Juan de Escobedo (1530 in Colindres, Cantabria – March 31, 1578 in Madrid), Spanish politician, secretary of John of Austria (Don Juan de Austria), and chiefly notable as having been the victim of one of the mysteries of the 16th century, began life in the household of Ruy Gómez de Silva, prince of Eboli, the most trusted minister of the early years of the reign of Philip II.

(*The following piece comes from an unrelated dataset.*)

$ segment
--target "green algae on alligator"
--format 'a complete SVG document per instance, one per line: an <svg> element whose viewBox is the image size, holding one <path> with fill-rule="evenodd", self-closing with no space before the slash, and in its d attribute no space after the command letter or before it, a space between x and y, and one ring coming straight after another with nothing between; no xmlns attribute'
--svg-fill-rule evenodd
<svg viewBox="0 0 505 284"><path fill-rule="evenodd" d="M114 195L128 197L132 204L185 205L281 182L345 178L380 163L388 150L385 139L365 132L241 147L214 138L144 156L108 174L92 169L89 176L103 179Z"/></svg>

By the will of the prince he was endowed for life with the post of Regidor, or legal representative of the king in the municipality of Madrid. He was also associated with Antonio Pérez as one of the secretaries who acted as the agents of the king in all dealings with the various governing boards which formed the Spanish administration. When Don John of Austria, after the battle of Lepanto in 1571, began to launch on a policy of self-seeking adventure, Escobedo was appointed as his secretary with the intention that he should act as a check on these follies. Unhappily for himself and for Don John he went heart and soul into all the prince's schemes. He began to disobey orders from Madrid and became entangled in intrigues to manage or even to coerce the king.

In July 1577, and contrary to the king's orders, he came to Spain from Flanders, where Don John was then governor. It is said that he discovered the love intrigue between Antonio Pérez and the widowed princess of Eboli, Ana de Mendoza y de la Cerda. This is, however, mere gossip and supposition. There can be no doubt that he was a busy intriguer, or that the king, acting on the then very generally accepted doctrine that the sovereign has a right to act for the public interest without regard to forms of law, gave orders to Antonio Pérez that he was to be put out of the way. After two clumsy attempts had been made to poison him at Pérez's table, he was killed by bravos on the night of Easter Monday, 1578. According to an old tradition the murder took place outside the church of St. Maria in Madrid, which was pulled down in 1868.